A murder had taken place. Everyone knows that accused Number
1 committed the murder. But, no eyewitness would dare testify;
either they are threatened or bought off. On top of that,
highly-paid defense lawyers exploit legal loopholes, like
"establishing guilt beyond a reasonable doubt" and "the accused
is entitled to the benefit of the doubt", to the hilt, and they
steer justice away from a death sentence.
The murdered man's family wonders whether the process of
justice was too meticulous and fastidious, or just a farce.
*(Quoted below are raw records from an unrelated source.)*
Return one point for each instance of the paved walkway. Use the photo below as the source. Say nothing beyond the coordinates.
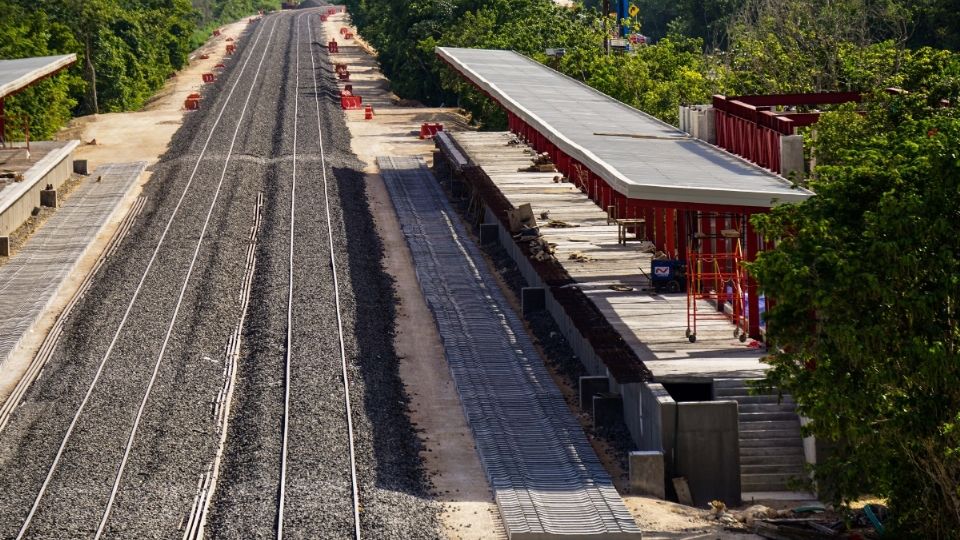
(30, 281)
(546, 478)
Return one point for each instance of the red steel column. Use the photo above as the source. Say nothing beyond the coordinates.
(753, 299)
(671, 233)
(659, 228)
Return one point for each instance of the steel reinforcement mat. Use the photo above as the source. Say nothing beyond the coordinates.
(546, 478)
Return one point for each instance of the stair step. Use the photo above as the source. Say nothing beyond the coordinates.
(763, 425)
(749, 417)
(766, 482)
(731, 383)
(795, 468)
(726, 393)
(766, 407)
(772, 459)
(767, 434)
(772, 442)
(770, 451)
(774, 399)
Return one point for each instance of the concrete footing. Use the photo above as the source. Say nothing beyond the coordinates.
(80, 166)
(607, 409)
(532, 299)
(48, 198)
(590, 386)
(646, 473)
(489, 233)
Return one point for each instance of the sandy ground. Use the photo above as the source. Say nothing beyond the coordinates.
(450, 455)
(120, 137)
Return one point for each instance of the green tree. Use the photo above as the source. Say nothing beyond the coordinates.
(866, 282)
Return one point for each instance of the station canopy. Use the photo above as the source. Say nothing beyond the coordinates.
(15, 75)
(638, 155)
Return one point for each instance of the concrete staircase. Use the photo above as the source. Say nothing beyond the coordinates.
(771, 447)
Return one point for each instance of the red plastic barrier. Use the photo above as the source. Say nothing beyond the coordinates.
(351, 103)
(192, 102)
(428, 130)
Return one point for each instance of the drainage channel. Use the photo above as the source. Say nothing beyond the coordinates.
(546, 478)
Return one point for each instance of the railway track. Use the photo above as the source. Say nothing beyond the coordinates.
(93, 385)
(151, 419)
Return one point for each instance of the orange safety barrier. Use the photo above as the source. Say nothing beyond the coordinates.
(351, 103)
(428, 129)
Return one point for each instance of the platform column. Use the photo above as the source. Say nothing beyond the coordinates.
(753, 299)
(671, 215)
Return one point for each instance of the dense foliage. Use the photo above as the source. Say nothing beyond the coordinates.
(125, 50)
(866, 278)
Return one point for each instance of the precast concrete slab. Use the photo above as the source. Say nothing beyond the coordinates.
(30, 281)
(547, 480)
(638, 155)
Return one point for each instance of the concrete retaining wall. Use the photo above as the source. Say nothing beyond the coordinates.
(56, 171)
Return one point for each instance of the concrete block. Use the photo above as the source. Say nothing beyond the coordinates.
(791, 155)
(532, 299)
(646, 473)
(489, 233)
(48, 198)
(607, 409)
(590, 386)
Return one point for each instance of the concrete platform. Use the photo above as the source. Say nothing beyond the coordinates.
(652, 324)
(32, 279)
(47, 162)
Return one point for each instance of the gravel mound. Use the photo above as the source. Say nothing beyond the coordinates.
(178, 434)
Whichever, the family members decide that justice should work the
way they think, and they way-lay the Number 1 and kill him. This
is "raw" justice, deployed when a court fails to deliver real
justice.
Mario Puzo, the author of The Godfather, mentions in his books
how delivering "raw" justice is an article of faith with the
mafia, and how because of this, it is not viewed with revulsion
but has come to be accepted in certain sections of society.
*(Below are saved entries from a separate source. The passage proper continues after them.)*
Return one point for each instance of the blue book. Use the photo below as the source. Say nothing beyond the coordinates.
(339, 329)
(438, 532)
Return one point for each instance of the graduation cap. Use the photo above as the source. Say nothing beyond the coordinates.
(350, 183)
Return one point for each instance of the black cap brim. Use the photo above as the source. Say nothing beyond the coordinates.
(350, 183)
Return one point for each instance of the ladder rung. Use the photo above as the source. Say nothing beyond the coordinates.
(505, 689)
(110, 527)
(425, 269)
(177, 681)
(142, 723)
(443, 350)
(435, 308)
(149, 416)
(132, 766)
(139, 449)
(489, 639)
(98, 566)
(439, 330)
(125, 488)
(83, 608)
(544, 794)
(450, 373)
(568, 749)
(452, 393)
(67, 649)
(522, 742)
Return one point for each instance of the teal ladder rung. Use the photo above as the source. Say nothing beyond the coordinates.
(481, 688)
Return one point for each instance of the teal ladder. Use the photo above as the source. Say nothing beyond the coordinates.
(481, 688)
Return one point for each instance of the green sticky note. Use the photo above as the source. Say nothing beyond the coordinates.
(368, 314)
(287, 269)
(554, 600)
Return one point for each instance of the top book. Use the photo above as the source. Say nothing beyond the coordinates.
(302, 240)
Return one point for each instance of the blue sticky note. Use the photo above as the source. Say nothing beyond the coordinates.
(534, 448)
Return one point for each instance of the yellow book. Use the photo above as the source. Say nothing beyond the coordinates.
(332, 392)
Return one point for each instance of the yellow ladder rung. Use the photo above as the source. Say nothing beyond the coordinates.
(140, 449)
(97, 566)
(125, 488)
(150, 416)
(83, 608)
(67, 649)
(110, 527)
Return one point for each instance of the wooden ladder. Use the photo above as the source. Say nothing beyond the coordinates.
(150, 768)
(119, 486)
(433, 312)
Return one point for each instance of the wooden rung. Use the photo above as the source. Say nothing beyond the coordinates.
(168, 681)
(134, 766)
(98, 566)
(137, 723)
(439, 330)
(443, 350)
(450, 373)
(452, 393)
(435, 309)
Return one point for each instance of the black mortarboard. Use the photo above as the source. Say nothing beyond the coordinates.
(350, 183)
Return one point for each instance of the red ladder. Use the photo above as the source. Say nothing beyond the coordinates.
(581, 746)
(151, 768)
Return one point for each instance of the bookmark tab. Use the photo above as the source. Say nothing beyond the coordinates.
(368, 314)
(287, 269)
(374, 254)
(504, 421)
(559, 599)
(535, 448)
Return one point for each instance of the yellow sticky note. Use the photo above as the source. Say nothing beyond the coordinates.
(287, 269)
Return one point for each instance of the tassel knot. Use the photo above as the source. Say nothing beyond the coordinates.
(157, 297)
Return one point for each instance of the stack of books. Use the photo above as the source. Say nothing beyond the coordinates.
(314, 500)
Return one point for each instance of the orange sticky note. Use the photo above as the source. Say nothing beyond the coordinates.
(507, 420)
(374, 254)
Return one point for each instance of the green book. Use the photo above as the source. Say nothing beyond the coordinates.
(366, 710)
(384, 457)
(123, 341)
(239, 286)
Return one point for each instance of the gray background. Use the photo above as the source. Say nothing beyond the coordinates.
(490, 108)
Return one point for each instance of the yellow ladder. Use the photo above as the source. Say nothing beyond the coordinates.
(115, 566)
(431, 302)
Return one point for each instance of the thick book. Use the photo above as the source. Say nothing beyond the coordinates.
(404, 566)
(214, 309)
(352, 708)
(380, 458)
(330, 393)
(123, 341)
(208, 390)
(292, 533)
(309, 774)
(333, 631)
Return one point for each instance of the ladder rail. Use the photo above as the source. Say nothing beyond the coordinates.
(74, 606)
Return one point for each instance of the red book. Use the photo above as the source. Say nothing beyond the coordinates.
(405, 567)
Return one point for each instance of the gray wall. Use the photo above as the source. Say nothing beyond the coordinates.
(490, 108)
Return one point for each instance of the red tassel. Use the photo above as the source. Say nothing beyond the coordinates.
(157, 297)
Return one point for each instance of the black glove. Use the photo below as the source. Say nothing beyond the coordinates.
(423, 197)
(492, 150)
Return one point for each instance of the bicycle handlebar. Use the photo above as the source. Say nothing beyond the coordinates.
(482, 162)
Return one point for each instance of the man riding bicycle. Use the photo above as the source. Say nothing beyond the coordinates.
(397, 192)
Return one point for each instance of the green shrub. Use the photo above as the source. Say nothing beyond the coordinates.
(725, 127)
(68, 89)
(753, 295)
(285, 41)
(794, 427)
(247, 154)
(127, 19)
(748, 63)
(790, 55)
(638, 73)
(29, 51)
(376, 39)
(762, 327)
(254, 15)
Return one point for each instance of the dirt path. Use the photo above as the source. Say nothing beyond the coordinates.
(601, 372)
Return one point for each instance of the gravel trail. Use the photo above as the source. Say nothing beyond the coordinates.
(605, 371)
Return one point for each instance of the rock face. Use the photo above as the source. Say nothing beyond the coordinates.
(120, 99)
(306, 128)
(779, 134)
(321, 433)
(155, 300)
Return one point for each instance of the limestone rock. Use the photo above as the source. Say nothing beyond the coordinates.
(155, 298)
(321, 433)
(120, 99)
It is common knowledge that much to our dismay, powerful
people evade justice. But, "divine" justice, sometimes also
referred to as "poetic" justice, gets them sooner or later. Take
Hitler. For all the absolute power he wielded and the terrible
destruction he caused, he had, finally, nothing left but to kill
himself in defeat and disgrace, and beg the few people left with
him in his "bunker" to burn his body using petrol, violating his
own orders reserving the use of petrol only for army use.
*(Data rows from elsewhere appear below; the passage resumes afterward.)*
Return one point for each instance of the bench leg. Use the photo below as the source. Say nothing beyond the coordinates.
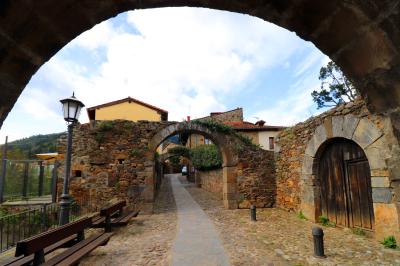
(107, 227)
(38, 258)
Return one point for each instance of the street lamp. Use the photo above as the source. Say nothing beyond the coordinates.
(71, 108)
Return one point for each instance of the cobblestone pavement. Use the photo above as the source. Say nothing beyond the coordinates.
(197, 242)
(281, 238)
(147, 240)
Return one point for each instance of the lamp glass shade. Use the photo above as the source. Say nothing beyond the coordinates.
(71, 109)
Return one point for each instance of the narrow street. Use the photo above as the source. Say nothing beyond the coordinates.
(190, 226)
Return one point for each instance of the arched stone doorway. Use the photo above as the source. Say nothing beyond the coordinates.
(223, 142)
(360, 36)
(375, 142)
(344, 175)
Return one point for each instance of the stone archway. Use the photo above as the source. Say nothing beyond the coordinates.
(373, 142)
(360, 36)
(224, 143)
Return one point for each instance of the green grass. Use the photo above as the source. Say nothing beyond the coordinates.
(301, 216)
(358, 231)
(389, 242)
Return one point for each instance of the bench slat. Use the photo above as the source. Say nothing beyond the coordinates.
(113, 208)
(39, 242)
(24, 260)
(77, 252)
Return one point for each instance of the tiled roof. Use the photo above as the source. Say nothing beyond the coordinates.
(250, 126)
(128, 99)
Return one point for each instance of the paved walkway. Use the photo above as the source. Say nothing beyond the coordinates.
(197, 241)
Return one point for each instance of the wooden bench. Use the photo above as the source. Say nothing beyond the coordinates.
(114, 216)
(33, 250)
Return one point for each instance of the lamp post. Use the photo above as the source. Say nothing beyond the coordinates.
(71, 108)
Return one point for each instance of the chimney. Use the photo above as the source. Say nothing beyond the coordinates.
(260, 123)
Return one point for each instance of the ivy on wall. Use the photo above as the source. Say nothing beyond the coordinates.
(206, 157)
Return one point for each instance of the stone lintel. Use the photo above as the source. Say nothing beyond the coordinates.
(382, 195)
(380, 182)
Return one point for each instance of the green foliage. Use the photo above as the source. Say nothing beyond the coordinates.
(105, 126)
(101, 129)
(206, 157)
(175, 160)
(359, 231)
(325, 221)
(214, 126)
(26, 148)
(136, 153)
(336, 88)
(389, 242)
(301, 216)
(180, 151)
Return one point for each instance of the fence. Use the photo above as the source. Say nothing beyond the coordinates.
(18, 226)
(26, 179)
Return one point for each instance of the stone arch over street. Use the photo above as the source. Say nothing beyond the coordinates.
(372, 141)
(222, 141)
(360, 36)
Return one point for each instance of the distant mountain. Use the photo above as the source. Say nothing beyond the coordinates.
(26, 148)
Again, Ferdinand Marcos of the Philippines is another classic
example of "poetic" justice. For all his regality and divine
pretensions with which he ruled Philippines, as he liked. He
ultimately, was unable to handle the pent-up wrath of his own
people. He fled the country in disgrace, and later returned, not
as a VVIP, but as air-cargo and traveled in a box in the hold of
the aircraft. Is there any doubt that the wheels of justice
grind slowly, but surely?
Rarely, "justice" is put on a roller-coaster ride, such as the
recent Manulife case. Justice, which used to get bouquets, got
brickbats, from all sides. So much so, many felt that it would
dry up investment inflows to Indonesia and dubbed it, "meat-axe"
justice.
Most lawsuits has a kind of symmetry. Debtors versus
creditors in bankruptcy cases or husbands versus wives in divorce
cases to name a few examples.
However, in the Manulife case, an intriguing feature was that
it was not clear who the defendant was and who the plaintiff was
because both parties to the suit happened to be the owners of
Manulife, erstwhile and current. Failure to disentangle this has
merited the epithet "murky" justice.
Again, a dividend is an appropriation of profits. There is no
question of sharing the sale of proceeds for assets realized
through bankruptcy proceedings to take dividends home. Assets
primarily belong to debtors, not equity holders. This mix up
between dividend and debt has earned the sobriquet "muddled"
justice.
There is an eerie side, too. The judgment opens the way for
owners of a company to declare dividends for themselves and
liquidate those dividends by selling the assets of the company.
Maybe we can call this a sort of "junk" justice.
Last, we may remember the case of the two cats with one piece
of cake that sought the help of a monkey to divide the cake
equally between them. The monkey, taking advantage of being the
adjudicator, went on taking a series of bites, under the pretext
of dividing the cake equally, and through this see-saw process,
gobbled up the whole cake, making the cats victims of "bum"
justice.
Indeed, civilization dawned when mankind realized that under
this type of "ape-man" justice, life was "nasty, brutish and
short".
Since then, civilization, a hallmark of society, and justice,
a hallmark of human majesty, have marched together and changed
man from a beast to a citizen. This journey is still a work in
progress here, and Indonesia has stated its goal is "all for one,
one for all". When this summit of civilization is reached, we
will have "perfect" justice, its true adjective, and along with
that its natural byproduct, good governance.